All of lore.kernel.org
 help / color / mirror / Atom feed
* Is it possible to force an address_space to always allocate pages in specific order?
@ 2022-09-14  6:17 Qu Wenruo
  2022-09-14 22:23 ` Matthew Wilcox
  0 siblings, 1 reply; 3+ messages in thread
From: Qu Wenruo @ 2022-09-14  6:17 UTC (permalink / raw)
  To: Linux Memory Management List; +Cc: linux-btrfs, Matthew Wilcox

Hi,

With recent folio MM changes, I'm wondering if it's possible to force an
address space to always allocate a folio in certain order?

E.g. For certain inode, we always allocate pages (folios) in the order
of 2 for its page cache.

I'm asking this seemingly weird question for the following reasons:

- Support multi-page blocksize of various filesystems
   Currently most file systems only go support sub-page, not multi-page
   blocksize.

   Thus if there is forced order for all the address space, it would be
   much easier to implement multi-page blocksize support.
   (Although I strongly doubt if we need such multi-page blocksize
    support for most fses)

- For btrfs metadata optimization
   Btrfs metadata is always using multiple blocks (and power of 2 of
   cource) for one of its metadata block.

   Currently we have to do a lot of cross-page handling, if we can ensure
   all of our metadata block are using folios, we can get rid of such
   cross-page checks (at a cost of possible higher chance hitting
   ENOMEM).

It looks like our current __filemap_get_folio() is still allocating new
folios using fixed order 0, thus it's not really possible for now.

Would it be possible in the future or it may need too much work for this
to work?
(Other than some folio order member in address_space?)

Thanks,
Qu

^ permalink raw reply	[flat|nested] 3+ messages in thread

* Re: Is it possible to force an address_space to always allocate pages in specific order?
  2022-09-14  6:17 Is it possible to force an address_space to always allocate pages in specific order? Qu Wenruo
@ 2022-09-14 22:23 ` Matthew Wilcox
  2022-09-14 23:03   ` Qu Wenruo
  0 siblings, 1 reply; 3+ messages in thread
From: Matthew Wilcox @ 2022-09-14 22:23 UTC (permalink / raw)
  To: Qu Wenruo; +Cc: Linux Memory Management List, linux-btrfs

On Wed, Sep 14, 2022 at 02:17:24PM +0800, Qu Wenruo wrote:
> With recent folio MM changes, I'm wondering if it's possible to force an
> address space to always allocate a folio in certain order?

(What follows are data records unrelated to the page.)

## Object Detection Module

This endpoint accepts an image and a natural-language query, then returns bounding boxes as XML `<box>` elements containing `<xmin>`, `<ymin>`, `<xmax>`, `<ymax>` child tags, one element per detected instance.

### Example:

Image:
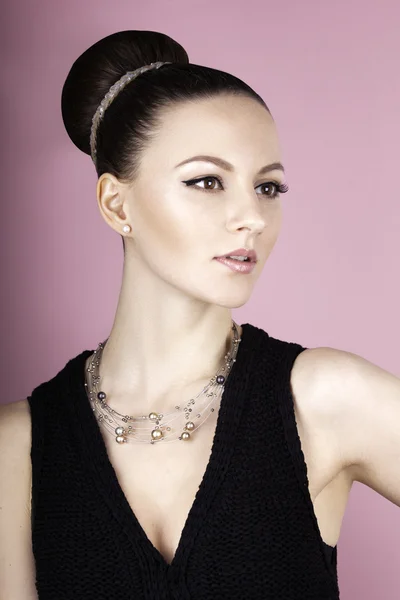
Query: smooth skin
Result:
<box><xmin>1</xmin><ymin>94</ymin><xmax>399</xmax><ymax>596</ymax></box>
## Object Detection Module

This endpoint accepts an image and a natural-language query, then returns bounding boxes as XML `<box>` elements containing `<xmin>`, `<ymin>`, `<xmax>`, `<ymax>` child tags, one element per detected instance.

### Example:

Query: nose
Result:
<box><xmin>226</xmin><ymin>192</ymin><xmax>268</xmax><ymax>236</ymax></box>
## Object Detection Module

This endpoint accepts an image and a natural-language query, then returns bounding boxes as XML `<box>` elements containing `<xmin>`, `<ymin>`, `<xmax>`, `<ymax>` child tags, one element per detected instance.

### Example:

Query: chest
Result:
<box><xmin>99</xmin><ymin>362</ymin><xmax>349</xmax><ymax>566</ymax></box>
<box><xmin>103</xmin><ymin>409</ymin><xmax>219</xmax><ymax>565</ymax></box>
<box><xmin>31</xmin><ymin>332</ymin><xmax>345</xmax><ymax>598</ymax></box>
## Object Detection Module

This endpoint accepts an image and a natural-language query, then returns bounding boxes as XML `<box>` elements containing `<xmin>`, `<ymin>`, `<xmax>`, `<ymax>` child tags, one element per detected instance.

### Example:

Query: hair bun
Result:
<box><xmin>61</xmin><ymin>30</ymin><xmax>189</xmax><ymax>155</ymax></box>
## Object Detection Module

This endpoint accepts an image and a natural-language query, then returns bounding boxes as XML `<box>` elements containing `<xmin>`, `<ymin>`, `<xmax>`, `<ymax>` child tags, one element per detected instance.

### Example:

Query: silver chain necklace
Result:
<box><xmin>84</xmin><ymin>320</ymin><xmax>241</xmax><ymax>444</ymax></box>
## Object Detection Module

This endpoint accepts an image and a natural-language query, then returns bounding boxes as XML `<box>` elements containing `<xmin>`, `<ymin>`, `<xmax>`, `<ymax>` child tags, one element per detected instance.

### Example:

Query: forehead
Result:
<box><xmin>142</xmin><ymin>94</ymin><xmax>282</xmax><ymax>171</ymax></box>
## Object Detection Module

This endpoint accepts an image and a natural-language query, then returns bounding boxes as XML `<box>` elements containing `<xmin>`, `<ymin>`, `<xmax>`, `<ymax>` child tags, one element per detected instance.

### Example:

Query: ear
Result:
<box><xmin>96</xmin><ymin>173</ymin><xmax>131</xmax><ymax>234</ymax></box>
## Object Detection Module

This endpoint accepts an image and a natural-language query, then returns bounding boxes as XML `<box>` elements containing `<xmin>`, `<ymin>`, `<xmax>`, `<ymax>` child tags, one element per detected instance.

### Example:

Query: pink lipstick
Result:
<box><xmin>214</xmin><ymin>248</ymin><xmax>257</xmax><ymax>274</ymax></box>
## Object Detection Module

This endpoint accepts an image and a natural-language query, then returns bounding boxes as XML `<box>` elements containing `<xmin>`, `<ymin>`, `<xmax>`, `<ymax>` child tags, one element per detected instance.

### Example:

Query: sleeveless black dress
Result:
<box><xmin>28</xmin><ymin>322</ymin><xmax>340</xmax><ymax>599</ymax></box>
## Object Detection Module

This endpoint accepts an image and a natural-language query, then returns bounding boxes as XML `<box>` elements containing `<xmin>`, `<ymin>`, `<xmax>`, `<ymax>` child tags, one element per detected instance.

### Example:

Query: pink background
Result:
<box><xmin>2</xmin><ymin>0</ymin><xmax>399</xmax><ymax>597</ymax></box>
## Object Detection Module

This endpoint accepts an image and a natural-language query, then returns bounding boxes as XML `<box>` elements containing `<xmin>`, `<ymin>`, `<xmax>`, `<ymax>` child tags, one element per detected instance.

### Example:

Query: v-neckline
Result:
<box><xmin>70</xmin><ymin>322</ymin><xmax>258</xmax><ymax>572</ymax></box>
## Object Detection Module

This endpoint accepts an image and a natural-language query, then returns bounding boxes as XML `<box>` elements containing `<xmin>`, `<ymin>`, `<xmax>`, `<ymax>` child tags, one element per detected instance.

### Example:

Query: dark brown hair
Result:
<box><xmin>61</xmin><ymin>30</ymin><xmax>270</xmax><ymax>182</ymax></box>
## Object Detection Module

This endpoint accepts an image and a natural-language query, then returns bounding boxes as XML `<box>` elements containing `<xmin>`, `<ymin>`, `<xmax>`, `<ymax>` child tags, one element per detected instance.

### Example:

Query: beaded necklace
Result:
<box><xmin>85</xmin><ymin>320</ymin><xmax>240</xmax><ymax>444</ymax></box>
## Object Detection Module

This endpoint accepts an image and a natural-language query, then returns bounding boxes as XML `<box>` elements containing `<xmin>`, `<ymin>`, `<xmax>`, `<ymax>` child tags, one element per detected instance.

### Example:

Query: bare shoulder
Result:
<box><xmin>0</xmin><ymin>399</ymin><xmax>37</xmax><ymax>599</ymax></box>
<box><xmin>0</xmin><ymin>397</ymin><xmax>32</xmax><ymax>503</ymax></box>
<box><xmin>0</xmin><ymin>397</ymin><xmax>32</xmax><ymax>428</ymax></box>
<box><xmin>0</xmin><ymin>398</ymin><xmax>31</xmax><ymax>451</ymax></box>
<box><xmin>0</xmin><ymin>398</ymin><xmax>32</xmax><ymax>456</ymax></box>
<box><xmin>0</xmin><ymin>398</ymin><xmax>32</xmax><ymax>510</ymax></box>
<box><xmin>290</xmin><ymin>347</ymin><xmax>358</xmax><ymax>489</ymax></box>
<box><xmin>290</xmin><ymin>343</ymin><xmax>386</xmax><ymax>430</ymax></box>
<box><xmin>290</xmin><ymin>345</ymin><xmax>355</xmax><ymax>407</ymax></box>
<box><xmin>290</xmin><ymin>343</ymin><xmax>400</xmax><ymax>510</ymax></box>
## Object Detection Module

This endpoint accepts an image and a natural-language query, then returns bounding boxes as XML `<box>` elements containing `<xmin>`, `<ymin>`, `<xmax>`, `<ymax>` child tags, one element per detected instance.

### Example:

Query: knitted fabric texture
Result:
<box><xmin>28</xmin><ymin>322</ymin><xmax>340</xmax><ymax>599</ymax></box>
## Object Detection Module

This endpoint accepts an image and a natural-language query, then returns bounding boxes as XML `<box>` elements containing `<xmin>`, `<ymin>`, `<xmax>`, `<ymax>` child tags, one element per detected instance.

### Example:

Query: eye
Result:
<box><xmin>255</xmin><ymin>181</ymin><xmax>289</xmax><ymax>198</ymax></box>
<box><xmin>182</xmin><ymin>176</ymin><xmax>290</xmax><ymax>197</ymax></box>
<box><xmin>182</xmin><ymin>176</ymin><xmax>223</xmax><ymax>191</ymax></box>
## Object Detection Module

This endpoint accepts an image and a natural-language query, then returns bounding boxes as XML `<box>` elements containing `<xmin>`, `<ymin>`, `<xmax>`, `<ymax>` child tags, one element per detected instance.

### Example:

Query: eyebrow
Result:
<box><xmin>175</xmin><ymin>155</ymin><xmax>285</xmax><ymax>175</ymax></box>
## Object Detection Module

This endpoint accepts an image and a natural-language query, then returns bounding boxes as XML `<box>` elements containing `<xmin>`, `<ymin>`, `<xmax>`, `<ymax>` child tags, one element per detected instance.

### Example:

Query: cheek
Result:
<box><xmin>259</xmin><ymin>203</ymin><xmax>282</xmax><ymax>253</ymax></box>
<box><xmin>269</xmin><ymin>203</ymin><xmax>283</xmax><ymax>235</ymax></box>
<box><xmin>132</xmin><ymin>188</ymin><xmax>208</xmax><ymax>258</ymax></box>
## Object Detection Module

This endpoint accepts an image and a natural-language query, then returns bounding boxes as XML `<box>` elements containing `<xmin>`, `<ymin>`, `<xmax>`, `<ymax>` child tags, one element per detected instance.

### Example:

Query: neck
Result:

You're the second person to ask me about this today.  Well, actually,
the first because the other person asked me in-person after you sent
this email.

We have most of the infrastructure in place to do this now.  There
are some places still missing, such as allocating-pages-on-buffered-write.
I don't think any of them will be _hard_, we just need to do the work.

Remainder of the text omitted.